At Microsoft, it’s the job of Bing behavioral scientist Matt Wallaert to “try and make technology more human,” he told the breakfast crowd at Friday’s BmoreTech Meetup at the Emerging Technology Center.
He does this by drawing on his knowledge of behavioral psychology. While Wallaert is a two-time startup founder, he’s also a published academic (and has been at Microsoft for just five months). His arrival in Baltimore was part of an East Coast swing.
His message for startup founders: embrace behavior science.
- “All behaviors are competing pressures.” There are reasons not to do something — inhibitory cues — and reasons to do something — promotion cues.
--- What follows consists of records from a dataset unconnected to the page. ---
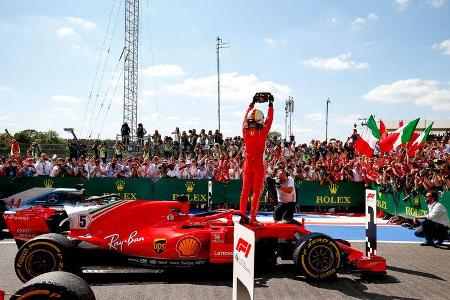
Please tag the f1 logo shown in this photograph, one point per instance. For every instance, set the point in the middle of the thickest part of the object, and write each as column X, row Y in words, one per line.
column 243, row 246
column 13, row 203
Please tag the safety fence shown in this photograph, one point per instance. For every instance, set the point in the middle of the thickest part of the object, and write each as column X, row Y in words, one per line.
column 309, row 193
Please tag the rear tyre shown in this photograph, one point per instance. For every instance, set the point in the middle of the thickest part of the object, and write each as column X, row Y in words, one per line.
column 317, row 256
column 58, row 285
column 42, row 254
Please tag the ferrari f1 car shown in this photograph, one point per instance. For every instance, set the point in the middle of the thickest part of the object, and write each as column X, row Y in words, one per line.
column 162, row 234
column 43, row 210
- Startups tend to spend a lot of time thinking about promotion, or motivational, cues in an effort to get people to use their products or services. Startups spend almost no time thinking about inhibitory cues.
- Before users sign up for a service, it’s more important for startups to think about what’s inhibiting people from doing so, and then “make it as easy as humanly possible for them to sign up,” he said.
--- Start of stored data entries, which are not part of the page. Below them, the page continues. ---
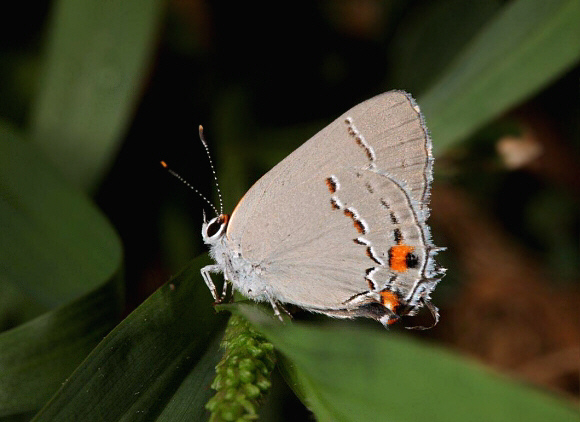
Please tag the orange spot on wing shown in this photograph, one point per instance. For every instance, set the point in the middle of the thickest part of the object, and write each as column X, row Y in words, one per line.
column 331, row 185
column 398, row 257
column 389, row 300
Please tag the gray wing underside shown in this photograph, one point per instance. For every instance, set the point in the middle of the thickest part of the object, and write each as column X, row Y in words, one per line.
column 286, row 222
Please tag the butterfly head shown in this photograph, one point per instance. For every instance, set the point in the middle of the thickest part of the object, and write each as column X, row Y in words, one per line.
column 213, row 230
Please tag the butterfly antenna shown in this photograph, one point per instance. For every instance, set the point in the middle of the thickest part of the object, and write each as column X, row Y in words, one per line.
column 202, row 138
column 189, row 185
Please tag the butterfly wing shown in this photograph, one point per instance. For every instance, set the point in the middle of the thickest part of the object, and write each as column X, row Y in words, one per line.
column 304, row 242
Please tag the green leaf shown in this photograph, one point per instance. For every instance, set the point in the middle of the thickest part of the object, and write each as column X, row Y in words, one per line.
column 55, row 247
column 36, row 357
column 347, row 373
column 157, row 364
column 528, row 45
column 97, row 57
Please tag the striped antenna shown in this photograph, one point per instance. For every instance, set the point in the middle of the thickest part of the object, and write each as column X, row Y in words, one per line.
column 186, row 183
column 202, row 138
- Once users sign up for a service, then startups should shift to think about promotion pressures in an effort to prevent people from abandoning.
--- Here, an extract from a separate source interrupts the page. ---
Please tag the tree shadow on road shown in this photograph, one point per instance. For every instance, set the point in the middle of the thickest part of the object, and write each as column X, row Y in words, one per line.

- Think Netflix. Wallaert said Netflix is attractive to consumers because it’s easy to sign up. And why are people hesitant to leave? “The [DVD] queue is the most important thing in Netflix,” he said. In other words, people aren’t inhibited from signing up by a complicated and confusing system, and are motivated to remain with Netflix lest they lose their list of movies accumulated in their queue over time.